Elite Excessive Jumpers Take Middle Stage at Doha’s ‘What Gravity Problem’
The second version of the ‘What Gravity Problem’ takes place in the present day on the open-air Katara Amphitheatre, the place among the world’s finest excessive jumpers will rise, fall, and rise once more.
The person behind all of it is Mutaz Barshim, who’s a nationwide hero in Qatar and a three-time world champion and Olympic gold medalist. The 32-year-old has seen all of it on the most important phases, however at residence, he’s constructing one thing private. One thing lasting. “This occasion began to honour and empower athletes,” Barshim advised reporters on the eve of the occasion. “It’s about making a motion, difficult limits, celebrating abilities, and doing it within the coronary heart of Qatar and past.”
What started as a excessive leap showcase in 2023 has rapidly grown right into a daring experiment in how the game will be introduced. Gone are the qualifying rounds, lengthy breaks, and half-empty stadiums. This can be a single-discipline, single-session occasion underneath the lights, with music, manufacturing, and an viewers that comes simply to see athletes fly.

This yr, Barshim is as soon as once more on the beginning checklist, however he’s not alone. The boys’s subject consists of Olympic silver medalist Shelby McEwen of the U.S. and New Zealand’s Hamish Kerr, who claimed bronze on the Tokyo Olympics. All eyes, nevertheless, could shift to a brand new and really welcome addition of the ladies.
For the primary time, the What Gravity Problem will function a girls’s competitors, and the organizers didn’t maintain again. Ukraine’s Yaroslava Mahuchikh, the just lately topped Olympic champion in Paris and holder of the ladies’s world document, headlines the sphere. She’ll be joined by Australia’s Eleanor Patterson and Germany’s Christina Honsel, each of whom are ranked among the many world’s finest.

Mahuchikh spoke with confidence forward of her season opener in Doha. “I’m in a powerful bodily and psychological state, and I’m excited to start my season right here,” she mentioned. “This competitors provides a singular environment and a platform to push the bounds of what we will obtain.”
This mix of artistry and athleticism is not only for present. The occasion carries a $155,000 prize purse, with the winner receiving a custom-designed trophy by Qatari sculptor Ahmed Al-Bahrani. His work, rooted in each fashionable artwork and native custom, provides one other layer of identification to the competitors, connecting sport to tradition in a manner that feels earned relatively than compelled.
The format is designed for depth. A condensed subject, a compact venue, and an energized crowd imply athletes should be sharp from the primary leap. That urgency is what Barshim believes will hold folks returning, not simply followers.
The Katara Amphitheatre, usually reserved for concert events and cultural occasions, supplies a cinematic setting. The venue’s Roman-inspired steps and seaside backdrop supply one thing tv can’t all the time seize: intimacy. Followers sit simply meters from the jumpers, shut sufficient to listen to their exhale earlier than a run-up.

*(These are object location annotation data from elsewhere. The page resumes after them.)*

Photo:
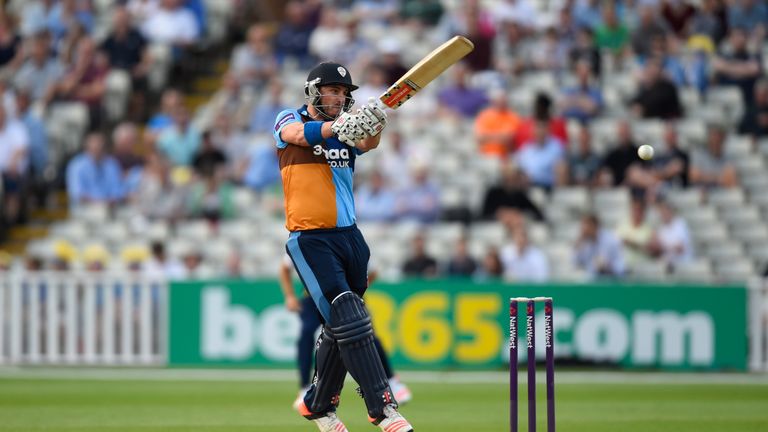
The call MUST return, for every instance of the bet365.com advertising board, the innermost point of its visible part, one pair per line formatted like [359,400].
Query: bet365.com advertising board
[459,324]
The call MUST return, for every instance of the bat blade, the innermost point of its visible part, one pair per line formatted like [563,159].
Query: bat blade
[426,70]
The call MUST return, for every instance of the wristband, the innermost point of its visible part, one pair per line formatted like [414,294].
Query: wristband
[313,132]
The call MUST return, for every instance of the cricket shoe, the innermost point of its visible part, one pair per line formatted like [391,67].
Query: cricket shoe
[300,398]
[392,421]
[327,422]
[401,392]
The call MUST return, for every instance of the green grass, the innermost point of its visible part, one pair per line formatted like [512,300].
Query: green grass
[40,404]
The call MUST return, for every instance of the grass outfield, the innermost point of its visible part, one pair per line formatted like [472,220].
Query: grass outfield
[244,401]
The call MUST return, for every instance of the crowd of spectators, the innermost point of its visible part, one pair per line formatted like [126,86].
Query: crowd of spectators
[196,160]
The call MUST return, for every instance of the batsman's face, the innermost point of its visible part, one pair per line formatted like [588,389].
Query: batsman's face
[332,99]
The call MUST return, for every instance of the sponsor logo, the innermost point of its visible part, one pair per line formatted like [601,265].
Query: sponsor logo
[283,120]
[337,158]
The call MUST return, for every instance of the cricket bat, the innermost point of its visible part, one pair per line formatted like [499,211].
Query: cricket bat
[426,70]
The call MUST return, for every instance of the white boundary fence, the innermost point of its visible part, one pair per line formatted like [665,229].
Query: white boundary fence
[82,319]
[758,325]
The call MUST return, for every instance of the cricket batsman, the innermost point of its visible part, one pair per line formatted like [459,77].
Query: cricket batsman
[317,145]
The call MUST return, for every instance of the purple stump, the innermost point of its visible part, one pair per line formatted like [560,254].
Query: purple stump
[513,365]
[549,344]
[530,336]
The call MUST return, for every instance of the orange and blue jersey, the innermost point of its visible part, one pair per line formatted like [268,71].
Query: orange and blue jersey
[317,180]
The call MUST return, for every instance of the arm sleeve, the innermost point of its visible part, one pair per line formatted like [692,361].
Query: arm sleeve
[285,117]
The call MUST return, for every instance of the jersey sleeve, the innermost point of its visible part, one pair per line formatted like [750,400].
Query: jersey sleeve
[285,117]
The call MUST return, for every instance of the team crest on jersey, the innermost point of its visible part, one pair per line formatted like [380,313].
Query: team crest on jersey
[336,158]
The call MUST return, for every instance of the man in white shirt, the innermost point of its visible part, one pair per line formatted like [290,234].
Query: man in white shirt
[14,163]
[522,261]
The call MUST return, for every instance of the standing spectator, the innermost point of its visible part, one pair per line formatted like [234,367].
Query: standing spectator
[127,49]
[495,126]
[253,63]
[180,141]
[94,176]
[636,234]
[292,38]
[657,96]
[672,240]
[375,200]
[584,101]
[672,164]
[755,119]
[14,162]
[738,66]
[710,167]
[419,263]
[461,263]
[598,251]
[582,163]
[420,200]
[522,261]
[509,195]
[540,158]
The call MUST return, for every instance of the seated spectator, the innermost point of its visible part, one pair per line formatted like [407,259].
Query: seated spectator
[650,26]
[41,70]
[209,159]
[419,263]
[612,34]
[522,261]
[375,200]
[635,234]
[755,119]
[461,263]
[672,240]
[94,176]
[171,24]
[618,160]
[161,266]
[125,146]
[170,101]
[420,200]
[657,96]
[86,81]
[737,66]
[540,158]
[211,198]
[584,101]
[292,38]
[585,49]
[710,167]
[750,15]
[127,49]
[495,126]
[672,164]
[510,194]
[542,112]
[156,196]
[678,15]
[582,163]
[253,62]
[490,267]
[458,98]
[180,141]
[14,165]
[598,251]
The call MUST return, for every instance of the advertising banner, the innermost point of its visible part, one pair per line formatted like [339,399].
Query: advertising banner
[461,324]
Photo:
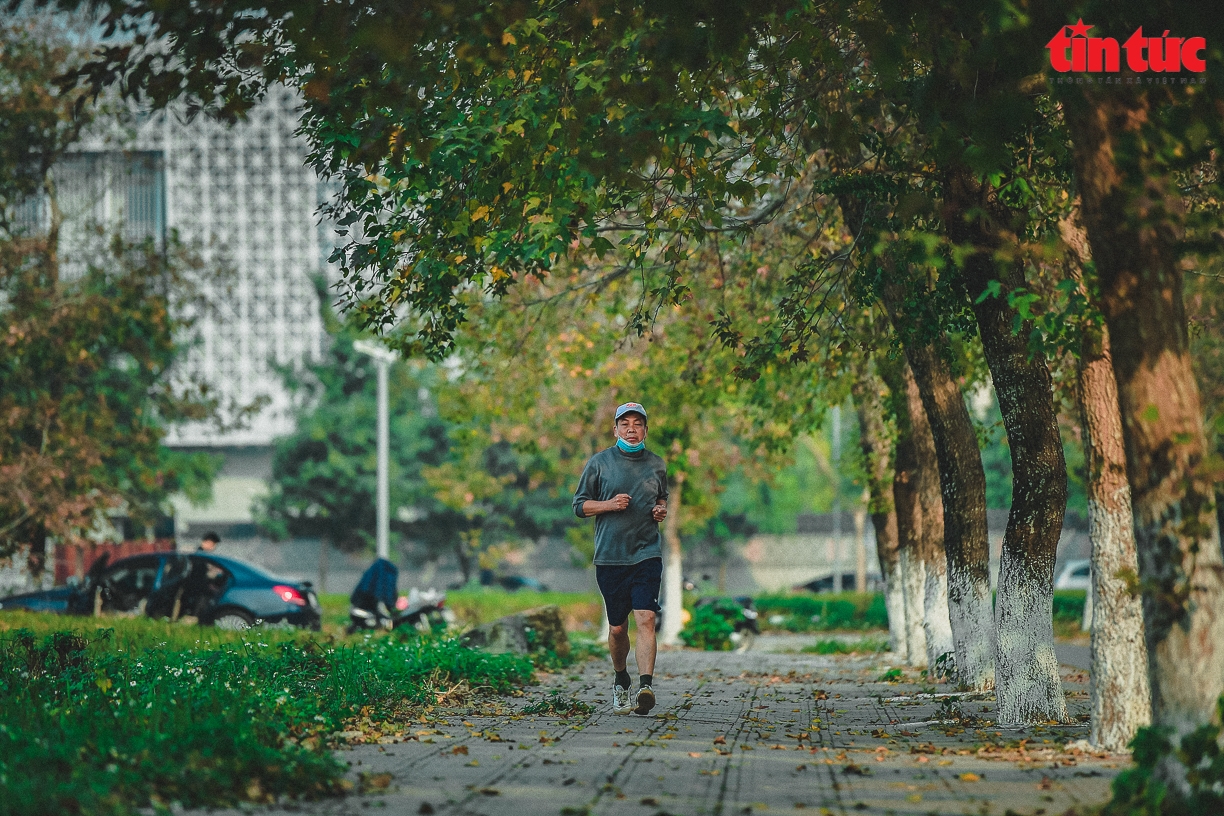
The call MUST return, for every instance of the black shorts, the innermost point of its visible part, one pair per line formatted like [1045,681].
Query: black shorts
[629,586]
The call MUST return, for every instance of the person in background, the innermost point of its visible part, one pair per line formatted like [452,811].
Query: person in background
[376,592]
[624,487]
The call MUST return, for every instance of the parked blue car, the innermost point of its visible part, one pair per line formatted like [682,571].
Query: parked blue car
[216,590]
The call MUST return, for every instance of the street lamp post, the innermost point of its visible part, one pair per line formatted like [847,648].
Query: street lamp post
[383,357]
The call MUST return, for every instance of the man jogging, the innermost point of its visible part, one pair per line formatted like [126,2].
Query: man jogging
[624,487]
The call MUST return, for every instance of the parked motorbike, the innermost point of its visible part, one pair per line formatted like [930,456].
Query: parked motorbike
[422,611]
[741,614]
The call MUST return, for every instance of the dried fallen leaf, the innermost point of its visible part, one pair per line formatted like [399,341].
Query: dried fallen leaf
[375,782]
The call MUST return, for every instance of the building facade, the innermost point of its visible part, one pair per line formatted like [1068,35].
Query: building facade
[244,200]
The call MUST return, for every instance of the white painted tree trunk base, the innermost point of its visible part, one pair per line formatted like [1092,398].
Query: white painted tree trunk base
[1120,695]
[673,598]
[913,581]
[895,606]
[1027,683]
[970,611]
[936,623]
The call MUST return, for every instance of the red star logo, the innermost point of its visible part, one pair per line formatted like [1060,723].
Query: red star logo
[1080,29]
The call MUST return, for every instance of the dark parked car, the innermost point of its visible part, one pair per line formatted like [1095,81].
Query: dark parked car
[216,590]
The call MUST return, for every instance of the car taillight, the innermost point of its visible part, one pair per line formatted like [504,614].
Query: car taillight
[290,595]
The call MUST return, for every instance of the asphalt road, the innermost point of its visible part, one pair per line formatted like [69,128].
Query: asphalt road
[746,733]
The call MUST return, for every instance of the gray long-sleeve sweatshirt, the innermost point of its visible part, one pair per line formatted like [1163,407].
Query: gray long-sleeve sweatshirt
[632,535]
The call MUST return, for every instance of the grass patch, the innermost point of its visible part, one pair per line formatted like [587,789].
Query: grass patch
[558,705]
[825,612]
[579,611]
[109,719]
[867,645]
[709,628]
[1069,612]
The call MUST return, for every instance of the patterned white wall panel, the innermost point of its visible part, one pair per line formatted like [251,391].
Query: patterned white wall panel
[246,198]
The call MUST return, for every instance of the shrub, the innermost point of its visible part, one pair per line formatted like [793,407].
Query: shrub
[709,629]
[1140,792]
[846,647]
[853,611]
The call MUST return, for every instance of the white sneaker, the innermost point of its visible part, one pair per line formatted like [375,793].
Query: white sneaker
[645,700]
[621,704]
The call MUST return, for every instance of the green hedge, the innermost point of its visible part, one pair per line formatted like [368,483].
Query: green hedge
[1069,606]
[859,611]
[824,612]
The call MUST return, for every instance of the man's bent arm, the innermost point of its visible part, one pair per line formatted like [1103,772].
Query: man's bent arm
[593,508]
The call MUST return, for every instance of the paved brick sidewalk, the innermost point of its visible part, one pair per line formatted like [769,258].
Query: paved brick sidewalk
[736,734]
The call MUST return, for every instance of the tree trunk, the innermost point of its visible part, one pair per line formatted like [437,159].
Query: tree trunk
[673,567]
[962,487]
[1120,694]
[936,622]
[868,394]
[861,542]
[1132,211]
[963,496]
[910,524]
[1027,683]
[322,565]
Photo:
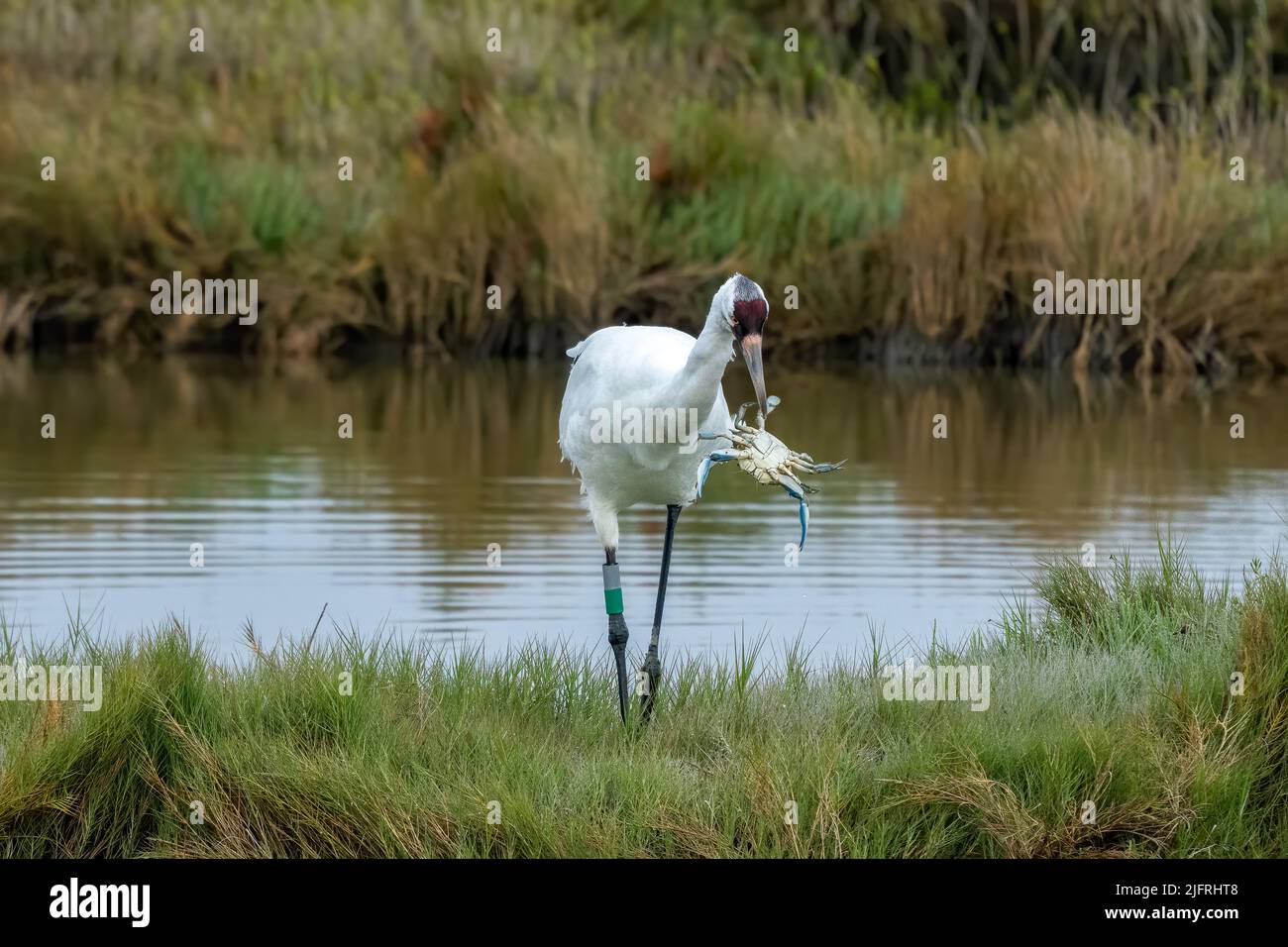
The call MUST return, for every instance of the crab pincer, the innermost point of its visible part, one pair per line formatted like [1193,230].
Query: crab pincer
[767,459]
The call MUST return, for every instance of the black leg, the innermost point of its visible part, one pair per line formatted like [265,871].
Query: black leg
[652,667]
[617,630]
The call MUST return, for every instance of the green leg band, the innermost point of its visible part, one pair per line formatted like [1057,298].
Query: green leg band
[613,590]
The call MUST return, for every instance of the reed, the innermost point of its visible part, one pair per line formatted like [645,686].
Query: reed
[516,170]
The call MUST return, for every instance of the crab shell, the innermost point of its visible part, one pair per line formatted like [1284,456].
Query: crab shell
[765,453]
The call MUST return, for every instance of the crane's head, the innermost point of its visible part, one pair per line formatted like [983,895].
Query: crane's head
[745,309]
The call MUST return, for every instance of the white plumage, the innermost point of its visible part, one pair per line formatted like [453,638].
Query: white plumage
[644,368]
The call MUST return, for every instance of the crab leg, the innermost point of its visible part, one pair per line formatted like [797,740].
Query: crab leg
[805,464]
[795,489]
[715,458]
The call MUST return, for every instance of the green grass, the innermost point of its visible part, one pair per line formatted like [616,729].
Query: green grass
[1113,689]
[516,169]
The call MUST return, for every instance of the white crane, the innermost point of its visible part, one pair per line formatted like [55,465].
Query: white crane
[635,399]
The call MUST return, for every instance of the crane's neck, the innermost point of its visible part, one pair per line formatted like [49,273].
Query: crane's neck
[698,381]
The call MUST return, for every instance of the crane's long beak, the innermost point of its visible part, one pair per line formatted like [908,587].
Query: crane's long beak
[751,355]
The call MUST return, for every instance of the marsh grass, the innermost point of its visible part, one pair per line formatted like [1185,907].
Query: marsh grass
[1113,690]
[518,170]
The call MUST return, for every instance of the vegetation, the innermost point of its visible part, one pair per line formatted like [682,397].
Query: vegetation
[518,169]
[1116,689]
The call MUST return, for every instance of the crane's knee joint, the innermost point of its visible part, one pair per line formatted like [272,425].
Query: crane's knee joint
[613,589]
[617,631]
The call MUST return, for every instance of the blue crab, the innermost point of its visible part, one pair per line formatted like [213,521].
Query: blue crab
[767,459]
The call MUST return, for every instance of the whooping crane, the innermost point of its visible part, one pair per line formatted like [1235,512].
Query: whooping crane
[642,372]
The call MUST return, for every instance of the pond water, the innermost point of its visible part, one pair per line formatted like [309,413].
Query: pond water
[391,528]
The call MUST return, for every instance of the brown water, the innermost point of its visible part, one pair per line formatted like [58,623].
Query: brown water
[393,527]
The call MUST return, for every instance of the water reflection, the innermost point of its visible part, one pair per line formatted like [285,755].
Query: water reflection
[394,525]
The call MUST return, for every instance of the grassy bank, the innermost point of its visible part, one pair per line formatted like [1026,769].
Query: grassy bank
[518,169]
[1113,689]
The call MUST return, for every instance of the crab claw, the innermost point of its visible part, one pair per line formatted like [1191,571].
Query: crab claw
[704,471]
[798,495]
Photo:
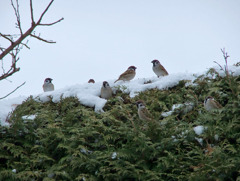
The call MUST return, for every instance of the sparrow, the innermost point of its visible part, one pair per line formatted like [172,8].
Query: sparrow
[210,104]
[128,75]
[142,111]
[158,69]
[91,81]
[106,90]
[48,86]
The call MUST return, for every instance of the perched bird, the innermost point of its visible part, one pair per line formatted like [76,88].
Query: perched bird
[158,69]
[210,104]
[91,81]
[106,90]
[48,86]
[128,75]
[142,111]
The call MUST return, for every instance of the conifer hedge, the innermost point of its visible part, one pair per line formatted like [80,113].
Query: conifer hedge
[67,141]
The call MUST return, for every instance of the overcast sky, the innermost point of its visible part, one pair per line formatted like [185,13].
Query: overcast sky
[101,39]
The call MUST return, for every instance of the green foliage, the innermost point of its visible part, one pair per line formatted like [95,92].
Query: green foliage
[67,141]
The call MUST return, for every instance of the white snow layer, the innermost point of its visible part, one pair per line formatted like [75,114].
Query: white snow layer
[88,93]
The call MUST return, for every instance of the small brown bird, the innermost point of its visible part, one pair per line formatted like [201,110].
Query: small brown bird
[158,69]
[48,86]
[210,104]
[128,75]
[106,90]
[143,113]
[91,81]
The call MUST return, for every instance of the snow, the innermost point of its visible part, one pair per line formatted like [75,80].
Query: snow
[89,94]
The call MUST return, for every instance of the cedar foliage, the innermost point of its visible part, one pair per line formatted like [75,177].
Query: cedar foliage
[67,141]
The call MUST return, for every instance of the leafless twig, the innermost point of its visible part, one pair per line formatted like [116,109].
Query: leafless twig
[16,40]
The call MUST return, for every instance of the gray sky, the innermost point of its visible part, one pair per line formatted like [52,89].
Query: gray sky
[101,39]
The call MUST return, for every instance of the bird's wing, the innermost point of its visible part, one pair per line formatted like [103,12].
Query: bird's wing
[127,73]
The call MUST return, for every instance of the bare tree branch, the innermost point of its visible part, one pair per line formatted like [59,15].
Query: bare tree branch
[50,24]
[41,39]
[31,7]
[40,19]
[12,91]
[16,40]
[17,14]
[6,37]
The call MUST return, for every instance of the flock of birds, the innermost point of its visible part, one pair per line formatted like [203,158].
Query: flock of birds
[129,74]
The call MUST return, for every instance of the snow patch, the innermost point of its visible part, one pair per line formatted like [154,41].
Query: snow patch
[89,94]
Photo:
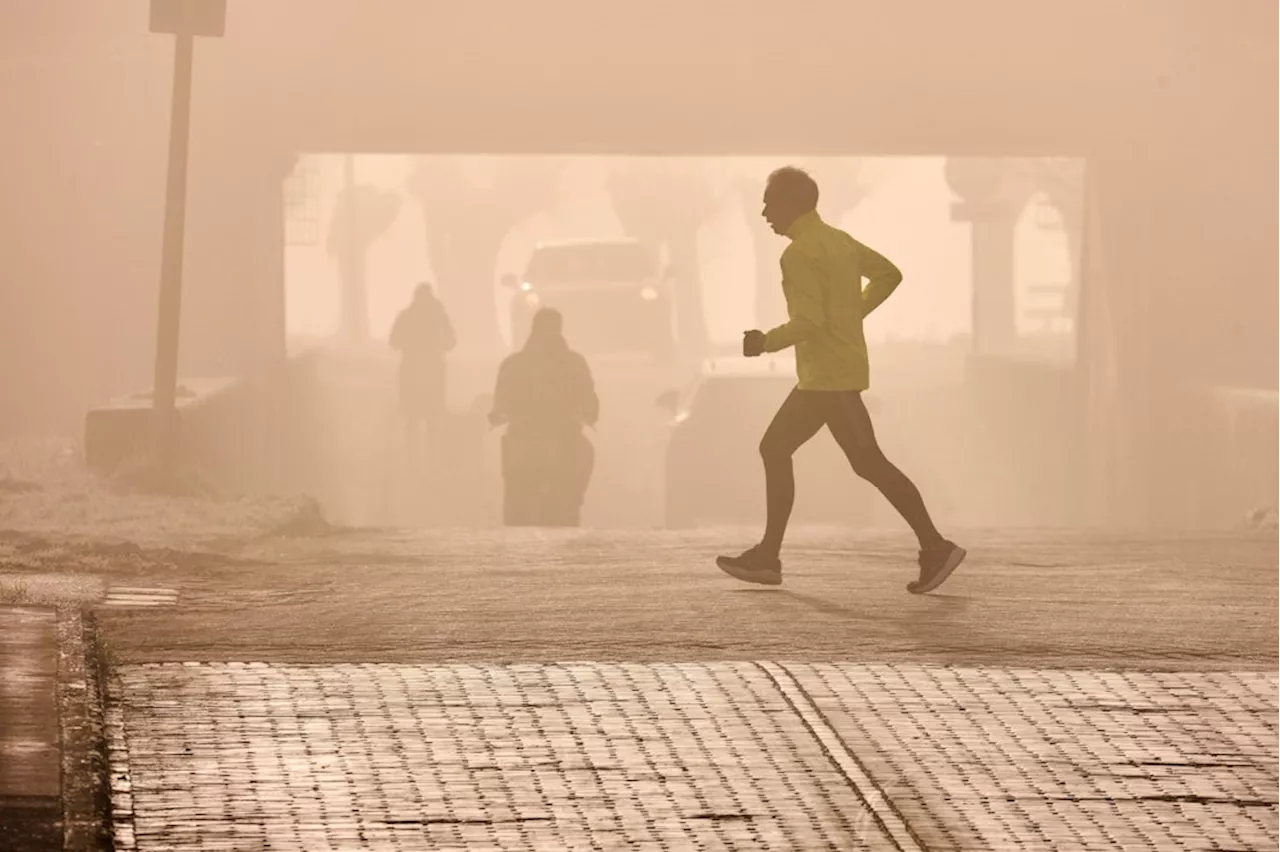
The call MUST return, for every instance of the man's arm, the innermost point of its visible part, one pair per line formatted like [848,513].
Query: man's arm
[801,284]
[882,278]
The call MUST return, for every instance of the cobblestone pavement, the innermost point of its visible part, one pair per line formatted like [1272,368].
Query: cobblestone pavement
[698,755]
[410,690]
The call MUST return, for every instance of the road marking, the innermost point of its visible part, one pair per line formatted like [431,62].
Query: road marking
[140,596]
[837,751]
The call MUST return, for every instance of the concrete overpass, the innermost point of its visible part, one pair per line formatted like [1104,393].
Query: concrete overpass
[1171,102]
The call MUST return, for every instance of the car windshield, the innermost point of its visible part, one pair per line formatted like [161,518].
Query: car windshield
[745,395]
[588,264]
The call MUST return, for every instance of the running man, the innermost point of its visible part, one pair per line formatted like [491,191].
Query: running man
[822,280]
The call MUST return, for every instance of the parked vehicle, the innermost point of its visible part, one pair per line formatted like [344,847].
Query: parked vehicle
[713,470]
[613,294]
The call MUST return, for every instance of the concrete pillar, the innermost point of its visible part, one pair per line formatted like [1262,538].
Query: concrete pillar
[991,204]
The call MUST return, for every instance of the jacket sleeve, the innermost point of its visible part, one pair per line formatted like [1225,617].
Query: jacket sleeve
[803,288]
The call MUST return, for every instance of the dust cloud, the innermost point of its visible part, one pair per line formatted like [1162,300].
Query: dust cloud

As world observe and subject searches for methods to attach with youthful audiences, the What Gravity Problem is a daring swing. And whereas it could not carry the load of a serious championship, it has one thing most meets lack, readability of function. It’s brief, sharp, and constructed across the type of moments that go viral.
The hope, after all, is that it conjures up not simply followers however the subsequent era of athletes. “Once I was a child, I by no means imagined doing one thing like this,” Barshim mentioned. “Now now we have the possibility to point out the way forward for our sport proper right here in Doha.”